Muss der Eigentümer eines Mehrfamilienhauses für Strom zahlen, der in einer der Wohnungen von einem Mieter verbraucht wurde?
17 Juni

Muss der Eigentümer eines Mehrfamilienhauses für Strom zahlen, der in einer der Wohnungen von einem Mieter verbraucht wurde?

BGH, Urteil vom 27.11.2019, Az. VIII ZR 165/18

Das Praxisproblem

In dem Leistungsangebot eines Versorgungsunternehmens ist grundsätzlich ein Vertragsangebot zum Abschluss eines Versorgungsvertrages in Form einer sogenannten Realofferte zu sehen. Richtet sich dieses Angebot an den Hauseigentümer, der über den Netzanschluss verfügt, oder an denjenigen, der aus dem Leitungsnetz Elektrizität, Gas, Wasser oder Fernwärme entnimmt?

Die Entscheidung

Die Klägerin nahm in ihrem Gemeindegebiet die Grundversorgung mit Strom wahr. Sie verlangte von dem Beklagten als Eigentümer eines dort gelegenen Mehrparteienhauses eine Vergütung für Stromlieferungen.

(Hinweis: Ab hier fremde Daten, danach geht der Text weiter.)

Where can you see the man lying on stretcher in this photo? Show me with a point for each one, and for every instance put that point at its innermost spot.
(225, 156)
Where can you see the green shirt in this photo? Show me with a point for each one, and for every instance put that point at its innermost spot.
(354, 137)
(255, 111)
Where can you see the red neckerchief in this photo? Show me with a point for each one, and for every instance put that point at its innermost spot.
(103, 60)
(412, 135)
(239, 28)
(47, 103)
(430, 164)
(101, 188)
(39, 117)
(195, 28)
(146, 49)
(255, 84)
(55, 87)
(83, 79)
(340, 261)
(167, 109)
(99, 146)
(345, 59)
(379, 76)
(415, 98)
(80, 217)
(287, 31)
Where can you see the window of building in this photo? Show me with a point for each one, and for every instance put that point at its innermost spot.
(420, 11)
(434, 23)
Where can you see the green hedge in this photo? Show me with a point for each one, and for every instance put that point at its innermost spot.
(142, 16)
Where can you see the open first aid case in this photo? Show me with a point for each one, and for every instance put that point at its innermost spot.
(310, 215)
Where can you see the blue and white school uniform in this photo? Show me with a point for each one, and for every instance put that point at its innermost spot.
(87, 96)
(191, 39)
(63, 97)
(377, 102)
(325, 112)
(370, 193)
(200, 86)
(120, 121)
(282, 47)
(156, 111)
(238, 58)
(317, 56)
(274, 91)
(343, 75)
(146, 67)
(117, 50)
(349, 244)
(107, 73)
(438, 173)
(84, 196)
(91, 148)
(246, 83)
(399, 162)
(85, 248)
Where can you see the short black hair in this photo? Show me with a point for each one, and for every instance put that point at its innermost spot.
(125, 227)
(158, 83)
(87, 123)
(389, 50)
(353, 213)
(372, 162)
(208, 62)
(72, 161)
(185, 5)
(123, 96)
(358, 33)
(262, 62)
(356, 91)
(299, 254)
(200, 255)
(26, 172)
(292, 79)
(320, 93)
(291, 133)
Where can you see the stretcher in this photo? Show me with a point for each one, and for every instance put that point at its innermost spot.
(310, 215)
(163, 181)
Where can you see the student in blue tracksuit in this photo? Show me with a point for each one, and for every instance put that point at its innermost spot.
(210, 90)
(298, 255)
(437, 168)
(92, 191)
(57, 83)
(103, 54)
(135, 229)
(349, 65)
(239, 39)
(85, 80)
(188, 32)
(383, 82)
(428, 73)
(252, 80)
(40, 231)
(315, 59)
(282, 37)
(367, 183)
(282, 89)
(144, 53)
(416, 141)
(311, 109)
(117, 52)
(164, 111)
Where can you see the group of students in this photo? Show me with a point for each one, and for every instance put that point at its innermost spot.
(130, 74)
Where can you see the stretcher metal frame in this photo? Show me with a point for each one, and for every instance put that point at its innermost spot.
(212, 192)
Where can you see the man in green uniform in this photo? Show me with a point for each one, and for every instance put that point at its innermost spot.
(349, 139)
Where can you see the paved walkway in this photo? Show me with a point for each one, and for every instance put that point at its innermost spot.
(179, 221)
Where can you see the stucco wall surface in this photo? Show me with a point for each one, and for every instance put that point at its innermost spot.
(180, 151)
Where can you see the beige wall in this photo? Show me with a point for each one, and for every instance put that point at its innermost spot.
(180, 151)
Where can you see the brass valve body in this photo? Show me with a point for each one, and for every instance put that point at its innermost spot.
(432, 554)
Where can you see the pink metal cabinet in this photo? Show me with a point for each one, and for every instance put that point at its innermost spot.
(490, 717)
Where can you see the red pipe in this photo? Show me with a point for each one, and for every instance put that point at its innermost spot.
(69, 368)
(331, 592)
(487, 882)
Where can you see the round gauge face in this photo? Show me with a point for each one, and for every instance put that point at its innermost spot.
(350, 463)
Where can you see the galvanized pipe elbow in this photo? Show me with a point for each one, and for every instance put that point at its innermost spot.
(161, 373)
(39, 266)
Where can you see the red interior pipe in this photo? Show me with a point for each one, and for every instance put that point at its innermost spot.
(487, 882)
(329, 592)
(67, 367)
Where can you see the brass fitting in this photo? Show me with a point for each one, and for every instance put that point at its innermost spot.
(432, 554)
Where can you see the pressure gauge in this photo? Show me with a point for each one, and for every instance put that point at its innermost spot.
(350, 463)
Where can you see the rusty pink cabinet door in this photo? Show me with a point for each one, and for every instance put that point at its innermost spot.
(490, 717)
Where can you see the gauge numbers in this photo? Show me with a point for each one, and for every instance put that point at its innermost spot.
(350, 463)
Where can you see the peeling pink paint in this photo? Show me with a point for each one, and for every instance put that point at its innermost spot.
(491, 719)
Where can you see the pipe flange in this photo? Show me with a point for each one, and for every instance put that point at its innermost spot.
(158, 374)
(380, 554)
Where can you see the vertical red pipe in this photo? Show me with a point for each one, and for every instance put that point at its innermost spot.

Der Stromverbrauch wurde über Zähler erfasst, die jeweils einer bestimmten Wohnung in dem Anwesen zugeordnet waren. Die Stromlieferung der Klägerin betraf eine durch den Beklagten vermietete und im streitgegenständlichen Zeitraum zuletzt von zwei Mietern genutzte Wohnung.

Der Beklagte vertrat die Auffassung, nicht Vertragspartner der Klägerin geworden zu sein.

Der BGH bestätigte dies letztinstanzlich mit Urteil vom 27.11.2019, Az. VIII ZR 165/18.

Das Angebot der Klägerin auf Abschluss eines Versorgungsvertrages richtete sich bei der gebotenen Auslegung aus Sicht eines verständigen Dritten nicht an den Beklagten als Eigentümer des Mehrfamilienhauses. Adressat des Angebots des Versorgungsunternehmens ist vielmehr der Mieter, wenn die Wohnung über einen eigenen Stromzähler verfügt.

In dem Leistungsangebot eines Versorgungsunternehmens ist grundsätzlich ein Vertragsangebot zum Abschluss eines Versorgungsvertrages in Form einer Realofferte zu sehen. Diese wird von demjenigen angenommen, der aus dem Leitungsnetz Elektrizität, Gas, Wasser oder Fernwärme entnimmt.

Dieser Rechtsgrundsatz trägt der Tatsache Rechnung, dass in der öffentlichen leitungsgebundenen Versorgung die angebotenen Leistungen vielfach ohne ausdrücklichen schriftlichen oder mündlichen Vertragsschluss in Anspruch genommen werden. Er zielt darauf ab, einen ersichtlich nicht gewollten vertragslosen Zustand bei den zugrunde liegenden Versorgungsleistungen zu vermeiden.

Aus der maßgebenden Sicht eines objektiven Empfängers stellt sich typischerweise die Vorhaltung der Energie und die Möglichkeit der Energieentnahme an den ordnungsgemäßen Entnahmevorrichtungen als Leistungsangebot und damit als Vertragsangebot dar. Die Inanspruchnahme der angebotenen Leistung beinhaltet - auch bei entgegenstehenden ausdrücklichen Äußerungen - die schlüssig erklärte Annahme dieses Angebots.

Vorliegend sind also die Mieter der Wohnung und ist nicht der Vermieter und Eigentümer der Wohnung Vertragspartner des Versorgungsunternehmens geworden.

 

Die Praxisempfehlung

Empfänger des Vertragsangebots ist, wer die tatsächliche Verfügungsgewalt über den Versorgungsanschluss am Übergabepunkt hat und dort Strom entnimmt. Auf die Eigentumsverhältnisse kommt es dabei nicht entscheidend an. Jedenfalls dann nicht, wenn der Stromverbrauch über Zähler erfasst wird, die jeweils einer bestimmten Wohnung zugeordnet sind.

Achten Sie als Vermieter gleichwohl darauf, dass die Mieter eigene Versorgungsverträge (Strom, Wasser und Gas) für die Mietsache abschließen.